Extracting feral bees can be challenging and isn’t for the beginning beekeeper. The process involves knowledge of construction (depending on the hive’s location), bees and their biology. In summer 2013, McAlpin applied his construction experience to extract a hive from an empty 1800s brick home. The bees were established inside a wall cavity near a second-floor window. McAlpin built an alternative hive box, hung it on the house exterior where the bees were entering and exiting, and closed off access except to the box. With patience and a bit of fortitude (the bees created another way into their original hive), McAlpin collected the bees. Using a hydraulic man-lift rather than a ladder, he removed the hive box full of bees when the time was right.

2. Find the Queen

A swarm of bees has its own momentum; bees on the move are energized by the process. Gebauer advises beekeepers to assess whether they’ve captured the queen, which can help keep the swarm in one place.

“If you have an established colony, steal some brood from them and place it in the swarm’s new hive,” Gabauer explains. “Swarms are reluctant to leave or neglect brood. If you don’t have this luxury, putting drawn comb in the hive will encourage the queen to begin laying.”

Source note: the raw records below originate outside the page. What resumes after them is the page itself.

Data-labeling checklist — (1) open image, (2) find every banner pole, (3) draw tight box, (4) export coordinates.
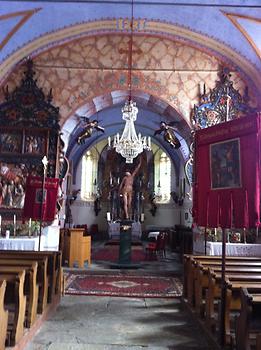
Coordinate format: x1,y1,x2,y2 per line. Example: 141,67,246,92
38,156,48,251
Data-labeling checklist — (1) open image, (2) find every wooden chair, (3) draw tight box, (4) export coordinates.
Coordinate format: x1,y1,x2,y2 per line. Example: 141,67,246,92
145,232,166,259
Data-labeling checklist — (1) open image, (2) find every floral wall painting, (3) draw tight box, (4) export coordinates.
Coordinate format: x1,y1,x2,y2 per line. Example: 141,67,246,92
0,131,22,153
210,139,241,189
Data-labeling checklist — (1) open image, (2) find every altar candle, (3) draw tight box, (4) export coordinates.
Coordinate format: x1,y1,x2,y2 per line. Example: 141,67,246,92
28,218,32,236
14,214,16,236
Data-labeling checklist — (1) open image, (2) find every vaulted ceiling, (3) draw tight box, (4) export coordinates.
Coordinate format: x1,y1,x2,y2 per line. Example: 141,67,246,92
0,0,261,163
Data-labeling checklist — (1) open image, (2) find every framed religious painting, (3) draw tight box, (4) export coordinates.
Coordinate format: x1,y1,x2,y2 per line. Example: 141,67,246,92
0,128,23,155
23,130,48,156
210,138,241,190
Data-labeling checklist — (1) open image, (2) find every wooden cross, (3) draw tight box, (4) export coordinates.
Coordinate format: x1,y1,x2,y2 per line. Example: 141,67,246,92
119,38,142,100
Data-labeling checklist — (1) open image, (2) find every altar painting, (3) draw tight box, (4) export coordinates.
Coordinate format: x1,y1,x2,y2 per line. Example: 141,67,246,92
210,138,241,189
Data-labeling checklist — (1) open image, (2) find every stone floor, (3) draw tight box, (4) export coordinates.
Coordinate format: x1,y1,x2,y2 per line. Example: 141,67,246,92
23,243,214,350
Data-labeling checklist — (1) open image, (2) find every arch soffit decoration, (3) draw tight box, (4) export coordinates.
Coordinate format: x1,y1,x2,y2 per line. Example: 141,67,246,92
0,18,261,95
66,90,184,175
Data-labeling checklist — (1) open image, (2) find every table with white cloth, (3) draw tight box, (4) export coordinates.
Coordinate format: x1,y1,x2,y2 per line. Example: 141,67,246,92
0,236,45,251
206,242,261,256
108,222,142,239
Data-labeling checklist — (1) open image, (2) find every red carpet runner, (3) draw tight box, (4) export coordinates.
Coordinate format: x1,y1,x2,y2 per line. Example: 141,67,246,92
65,272,182,298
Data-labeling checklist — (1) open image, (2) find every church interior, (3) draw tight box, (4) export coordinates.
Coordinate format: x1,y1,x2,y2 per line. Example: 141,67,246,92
0,0,261,350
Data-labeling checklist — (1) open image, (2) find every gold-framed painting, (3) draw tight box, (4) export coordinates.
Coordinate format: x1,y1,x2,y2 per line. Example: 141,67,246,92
209,138,242,190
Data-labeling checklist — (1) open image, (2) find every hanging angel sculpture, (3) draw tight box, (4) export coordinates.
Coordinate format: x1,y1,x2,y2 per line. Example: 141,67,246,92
154,121,181,149
77,116,104,145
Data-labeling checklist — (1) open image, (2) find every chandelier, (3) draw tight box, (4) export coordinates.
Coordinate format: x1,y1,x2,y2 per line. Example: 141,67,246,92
108,0,151,163
109,100,151,163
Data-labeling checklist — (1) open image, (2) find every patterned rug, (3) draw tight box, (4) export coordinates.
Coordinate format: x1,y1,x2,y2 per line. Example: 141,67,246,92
92,245,153,263
65,272,182,298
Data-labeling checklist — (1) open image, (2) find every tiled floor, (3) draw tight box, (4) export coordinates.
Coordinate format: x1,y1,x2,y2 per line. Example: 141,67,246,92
23,243,214,350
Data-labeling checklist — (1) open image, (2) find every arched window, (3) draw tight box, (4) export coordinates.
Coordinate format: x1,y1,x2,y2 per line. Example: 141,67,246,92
81,149,98,200
154,150,171,203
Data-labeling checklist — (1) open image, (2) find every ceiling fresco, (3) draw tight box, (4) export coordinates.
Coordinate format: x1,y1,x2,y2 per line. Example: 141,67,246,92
0,0,261,165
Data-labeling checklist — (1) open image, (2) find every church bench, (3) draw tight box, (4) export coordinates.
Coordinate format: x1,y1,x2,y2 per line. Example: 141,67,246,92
236,288,261,350
225,281,261,343
1,250,62,303
183,255,261,306
0,270,26,346
194,262,261,314
0,259,39,328
0,253,49,314
0,280,8,350
205,270,261,343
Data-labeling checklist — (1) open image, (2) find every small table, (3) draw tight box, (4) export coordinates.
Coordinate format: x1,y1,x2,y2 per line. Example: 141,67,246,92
207,242,261,256
0,236,45,251
148,231,160,240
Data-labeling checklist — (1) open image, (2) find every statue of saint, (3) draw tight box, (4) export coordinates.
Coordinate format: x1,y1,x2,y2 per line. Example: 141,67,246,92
77,117,104,145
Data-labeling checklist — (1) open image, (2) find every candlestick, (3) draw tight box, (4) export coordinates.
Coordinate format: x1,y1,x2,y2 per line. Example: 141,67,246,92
28,218,32,236
14,214,16,236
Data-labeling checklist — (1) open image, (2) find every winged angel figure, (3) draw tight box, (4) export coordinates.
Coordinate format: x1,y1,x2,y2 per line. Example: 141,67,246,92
154,121,181,149
77,115,104,145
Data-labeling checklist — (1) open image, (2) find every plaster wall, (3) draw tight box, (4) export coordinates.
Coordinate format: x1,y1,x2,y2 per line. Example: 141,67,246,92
71,201,187,233
0,34,251,124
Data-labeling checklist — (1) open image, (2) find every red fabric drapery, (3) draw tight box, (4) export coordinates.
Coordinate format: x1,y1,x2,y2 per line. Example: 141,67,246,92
193,115,261,228
23,176,59,221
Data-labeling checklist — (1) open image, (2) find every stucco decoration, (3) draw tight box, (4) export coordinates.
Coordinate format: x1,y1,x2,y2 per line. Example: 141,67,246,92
0,35,252,128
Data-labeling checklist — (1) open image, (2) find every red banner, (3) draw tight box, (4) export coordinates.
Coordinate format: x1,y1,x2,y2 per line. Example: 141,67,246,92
193,115,261,228
23,176,59,221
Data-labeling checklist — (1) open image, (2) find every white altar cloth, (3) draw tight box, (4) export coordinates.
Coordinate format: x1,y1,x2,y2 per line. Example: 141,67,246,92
207,242,261,256
109,222,142,239
0,236,45,251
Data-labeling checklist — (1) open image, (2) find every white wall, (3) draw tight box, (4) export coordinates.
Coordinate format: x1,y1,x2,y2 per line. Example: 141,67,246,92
68,200,191,232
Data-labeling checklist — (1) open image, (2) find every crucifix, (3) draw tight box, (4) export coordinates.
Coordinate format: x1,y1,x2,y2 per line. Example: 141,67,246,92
119,1,142,101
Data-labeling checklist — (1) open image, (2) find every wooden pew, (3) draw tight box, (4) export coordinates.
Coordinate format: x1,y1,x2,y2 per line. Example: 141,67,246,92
206,270,261,344
0,260,39,328
0,280,8,350
225,281,261,343
0,252,49,314
1,250,62,303
183,255,261,306
0,270,26,345
194,261,261,315
236,288,261,350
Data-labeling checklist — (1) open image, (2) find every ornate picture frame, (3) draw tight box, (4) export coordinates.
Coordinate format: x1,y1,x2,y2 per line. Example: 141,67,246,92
209,138,241,190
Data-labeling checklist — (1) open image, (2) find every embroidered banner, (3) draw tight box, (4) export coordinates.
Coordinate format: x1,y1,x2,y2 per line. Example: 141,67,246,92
193,115,261,228
23,176,59,221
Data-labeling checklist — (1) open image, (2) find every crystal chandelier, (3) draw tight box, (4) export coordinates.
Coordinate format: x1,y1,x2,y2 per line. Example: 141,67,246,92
108,0,151,163
109,100,151,163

Gabauer says another strategy is to put a queen excluder underneath the hive so the worker bees can set out in search of food but the queen is blocked from leaving. This approach doesn’t work 100-percent of the time, though, because a queen ready to swarm has slimmed down for travel and might be able to squeeze through the queen excluder. Once she begins laying, however, the swarm is more likely to stick around.

3. Replace the Queen

“Ninety percent of the time, the queen that leaves with the swarm is replaced by the bees,” Flottum says. “As soon as she lays eggs, the bees begin the process to get rid of her. If you let the hive raise a new queen, you will wait while she matures and mates, and it will be six to eight weeks before more bees are mature enough to support the colony.”

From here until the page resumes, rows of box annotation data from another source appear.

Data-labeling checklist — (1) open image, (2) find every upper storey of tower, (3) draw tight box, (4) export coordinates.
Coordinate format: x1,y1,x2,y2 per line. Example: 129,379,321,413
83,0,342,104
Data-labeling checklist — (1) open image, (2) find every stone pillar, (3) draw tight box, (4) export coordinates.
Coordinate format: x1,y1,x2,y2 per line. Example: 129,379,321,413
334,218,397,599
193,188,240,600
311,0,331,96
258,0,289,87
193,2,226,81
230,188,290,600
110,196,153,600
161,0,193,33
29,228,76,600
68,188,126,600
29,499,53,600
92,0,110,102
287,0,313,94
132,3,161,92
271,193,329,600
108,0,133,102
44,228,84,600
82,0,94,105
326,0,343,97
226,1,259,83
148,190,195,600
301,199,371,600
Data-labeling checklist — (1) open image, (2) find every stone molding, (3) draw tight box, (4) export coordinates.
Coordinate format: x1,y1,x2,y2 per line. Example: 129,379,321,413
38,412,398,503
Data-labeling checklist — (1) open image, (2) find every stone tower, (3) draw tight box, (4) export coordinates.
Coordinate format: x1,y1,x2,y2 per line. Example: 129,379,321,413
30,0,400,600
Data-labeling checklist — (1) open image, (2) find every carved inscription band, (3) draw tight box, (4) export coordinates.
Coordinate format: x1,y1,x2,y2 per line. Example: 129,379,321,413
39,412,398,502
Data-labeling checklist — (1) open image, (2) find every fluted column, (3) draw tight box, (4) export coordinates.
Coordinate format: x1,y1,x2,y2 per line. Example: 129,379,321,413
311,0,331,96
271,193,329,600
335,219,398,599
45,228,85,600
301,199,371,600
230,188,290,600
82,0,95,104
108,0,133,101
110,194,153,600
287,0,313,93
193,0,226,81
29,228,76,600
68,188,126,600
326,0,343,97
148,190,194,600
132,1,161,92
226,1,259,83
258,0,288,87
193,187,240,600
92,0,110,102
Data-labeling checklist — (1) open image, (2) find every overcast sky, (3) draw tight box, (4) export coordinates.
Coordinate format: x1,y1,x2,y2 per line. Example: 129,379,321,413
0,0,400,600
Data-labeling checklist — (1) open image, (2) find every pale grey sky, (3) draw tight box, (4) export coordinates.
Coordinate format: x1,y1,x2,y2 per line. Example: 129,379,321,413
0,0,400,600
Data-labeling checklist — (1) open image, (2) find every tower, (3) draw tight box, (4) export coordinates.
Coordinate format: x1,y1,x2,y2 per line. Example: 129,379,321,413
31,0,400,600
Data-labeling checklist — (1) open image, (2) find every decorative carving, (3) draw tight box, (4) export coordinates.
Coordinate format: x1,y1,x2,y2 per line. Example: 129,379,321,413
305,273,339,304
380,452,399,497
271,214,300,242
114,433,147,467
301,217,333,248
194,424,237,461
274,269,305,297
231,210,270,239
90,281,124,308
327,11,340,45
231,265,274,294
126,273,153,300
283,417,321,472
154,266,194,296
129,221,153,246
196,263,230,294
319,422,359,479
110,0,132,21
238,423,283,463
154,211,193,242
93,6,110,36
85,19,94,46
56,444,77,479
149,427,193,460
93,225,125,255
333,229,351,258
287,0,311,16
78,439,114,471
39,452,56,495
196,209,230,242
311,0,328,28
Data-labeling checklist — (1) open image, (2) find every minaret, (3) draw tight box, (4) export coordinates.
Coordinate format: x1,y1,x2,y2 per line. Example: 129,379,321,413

That gap is too long for Flottum because it means the bees aren’t productive enough to survive the winter months. Eighty percent of swarms don’t survive the winter if left to their own devices, he says.

Savvy beekeepers engage the bees with a new queen as quickly as possible, giving the bees more time to build up the hive and prepare for the winter months. Swarms already have a particular momentum and drive to make honey so they can survive, Flottum says, and quickly requeening the hive is a strategy to harness all that energy.

McAlpin also finds requeening to be an effective approach with his bees. The feral bees he harvested were very aggressive, indicating the absence of a queen. By acquiring and introducing a new queen, the bees became manageable.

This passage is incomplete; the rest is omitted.